Extrait du « Figaro » du 15.11.06 : Clichy- sous-Bois : des lycéens très entourés

Depuis les émeutes de novembre 2005, Sciences Po, l’ENA et l’X proposent un coup de pouce aux élèves méritants.

Dépaysement garanti. À moins d’une heure de chez eux, Mohammed, Ray, Djemila, Fairouz, Olivia, Sarah, Jaouad et les autres viennent de faire un voyage étonnamment exotique. Un de ceux que ces seize bons élèves de terminale du lycée Alfred-Nobel, classé en ZEP, à Clichy-sous-Bois, raconteront longtemps au pied des tours de leur cité.

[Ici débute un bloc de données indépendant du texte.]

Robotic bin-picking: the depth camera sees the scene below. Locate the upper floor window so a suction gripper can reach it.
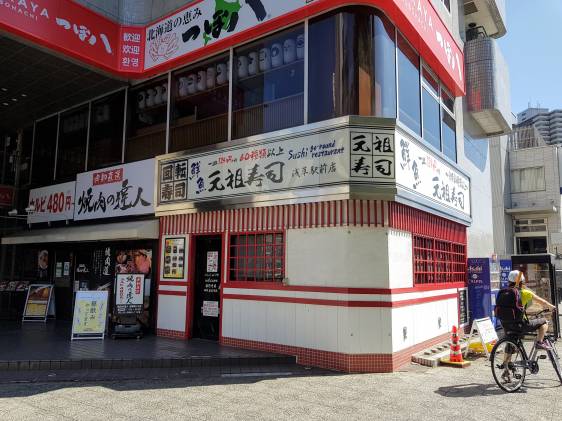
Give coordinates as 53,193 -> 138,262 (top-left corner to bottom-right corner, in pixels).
31,114 -> 59,184
398,34 -> 422,135
511,167 -> 546,193
229,232 -> 285,282
513,218 -> 547,233
169,54 -> 230,152
422,68 -> 441,150
125,77 -> 168,162
232,25 -> 305,139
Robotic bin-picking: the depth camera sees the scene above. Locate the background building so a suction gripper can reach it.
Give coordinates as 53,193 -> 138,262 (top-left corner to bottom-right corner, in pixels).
491,126 -> 562,263
516,108 -> 562,145
0,0 -> 510,371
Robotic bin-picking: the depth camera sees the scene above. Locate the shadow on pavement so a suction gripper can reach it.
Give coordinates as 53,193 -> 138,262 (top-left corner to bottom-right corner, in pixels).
0,365 -> 336,399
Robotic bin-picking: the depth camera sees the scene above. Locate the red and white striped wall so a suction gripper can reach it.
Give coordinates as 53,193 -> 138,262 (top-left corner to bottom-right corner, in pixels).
161,200 -> 390,235
158,200 -> 466,371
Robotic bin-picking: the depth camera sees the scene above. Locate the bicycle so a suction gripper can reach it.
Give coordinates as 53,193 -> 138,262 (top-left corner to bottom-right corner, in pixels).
490,310 -> 562,393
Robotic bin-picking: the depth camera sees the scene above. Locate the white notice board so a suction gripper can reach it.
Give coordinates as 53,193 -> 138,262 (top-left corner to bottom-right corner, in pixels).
465,317 -> 498,357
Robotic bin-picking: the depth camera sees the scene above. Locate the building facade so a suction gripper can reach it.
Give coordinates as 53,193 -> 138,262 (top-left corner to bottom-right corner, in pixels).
491,126 -> 562,260
0,0 -> 509,372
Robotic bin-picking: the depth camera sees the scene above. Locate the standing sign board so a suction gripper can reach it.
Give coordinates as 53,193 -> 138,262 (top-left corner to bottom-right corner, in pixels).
71,291 -> 108,340
162,237 -> 186,279
74,159 -> 154,221
465,317 -> 498,357
115,273 -> 144,315
27,181 -> 76,224
396,133 -> 471,217
467,258 -> 492,321
23,284 -> 54,322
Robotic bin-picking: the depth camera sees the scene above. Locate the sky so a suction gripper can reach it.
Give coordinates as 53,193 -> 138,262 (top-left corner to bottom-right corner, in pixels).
499,0 -> 562,114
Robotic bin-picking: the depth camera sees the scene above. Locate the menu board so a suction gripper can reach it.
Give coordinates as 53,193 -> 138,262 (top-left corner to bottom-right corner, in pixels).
163,238 -> 185,279
71,291 -> 109,340
0,281 -> 29,292
23,284 -> 53,321
115,273 -> 144,315
459,289 -> 468,326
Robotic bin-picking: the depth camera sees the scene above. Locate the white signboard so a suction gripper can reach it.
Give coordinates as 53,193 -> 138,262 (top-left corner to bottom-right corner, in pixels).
144,0 -> 304,69
203,251 -> 219,273
201,301 -> 219,317
74,159 -> 154,221
396,132 -> 471,216
71,291 -> 109,340
159,129 -> 394,205
27,181 -> 76,224
115,273 -> 144,314
465,317 -> 498,356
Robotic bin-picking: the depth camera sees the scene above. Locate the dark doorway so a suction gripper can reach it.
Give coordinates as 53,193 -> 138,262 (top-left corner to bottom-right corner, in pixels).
517,237 -> 547,254
193,236 -> 222,340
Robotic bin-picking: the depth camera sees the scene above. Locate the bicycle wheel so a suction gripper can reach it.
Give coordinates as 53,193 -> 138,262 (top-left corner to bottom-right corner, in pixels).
548,342 -> 562,383
490,338 -> 527,393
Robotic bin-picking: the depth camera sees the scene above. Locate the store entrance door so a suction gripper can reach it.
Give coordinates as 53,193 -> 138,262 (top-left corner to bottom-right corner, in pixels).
193,236 -> 222,340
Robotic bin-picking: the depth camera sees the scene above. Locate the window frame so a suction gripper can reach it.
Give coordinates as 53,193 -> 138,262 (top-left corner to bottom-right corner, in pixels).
441,0 -> 452,16
226,230 -> 287,288
412,234 -> 467,287
420,61 -> 459,163
509,165 -> 546,194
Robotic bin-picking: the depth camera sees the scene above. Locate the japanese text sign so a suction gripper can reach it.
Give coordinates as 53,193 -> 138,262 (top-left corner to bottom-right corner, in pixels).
27,181 -> 76,224
145,0 -> 306,69
72,291 -> 108,339
159,129 -> 394,205
0,185 -> 14,208
115,273 -> 144,314
396,134 -> 471,216
74,159 -> 154,221
0,0 -> 120,69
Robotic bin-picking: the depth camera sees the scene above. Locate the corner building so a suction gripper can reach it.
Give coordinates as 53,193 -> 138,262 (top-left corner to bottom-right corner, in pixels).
0,0 -> 505,372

Endimanchés, version jeans, Nike et Adidas, lundi, filles et garçons ont mis ensemble le cap sur la capitale pour atterrir à Sciences Po, 27, rue Saint-Guillaume à Paris, quartier très Rive gauche dans lequel aucun d’entre eux n’avait encore mis les pieds. Certains venaient même pour la première fois seuls à Paris.

Pourtant, l’année prochaine, tous aimeraient faire le grand saut et poursuivre leurs études dans ce temple de l’élitisme républicain via le concours parallèle instauré depuis 2001 par Richard Descoing, le directeur de Sciences Po. Un accès justement prévu pour les élèves venant de lycées défavorisés. Ceux de Clichy-sous-Bois, au coeur des émeutes l’an dernier, en font naturellement partie. Dans le hall de l’école, mines dubitatives, regards perplexes aux étudiants qui les entourent, regroupés, à l’image d’un pack de rugby, les lycéens expriment leurs réticences. « Quelles chances avons-nous de nous intégrer dans une promotion où 50 % des étudiants viennent des arrondissements parisiens les plus riches », s’inquiète un élève. Un autre persifle un peu : « Il y a quelques années, cette école d’excellence donnait l’image d’une France vieillotte, celle du béret et de la baguette, qu’on voit dans les films. Pour montrer qu’ils sont ouverts, les responsables ont décidé de s’intéresser à nos différences. À nous d’en profiter. »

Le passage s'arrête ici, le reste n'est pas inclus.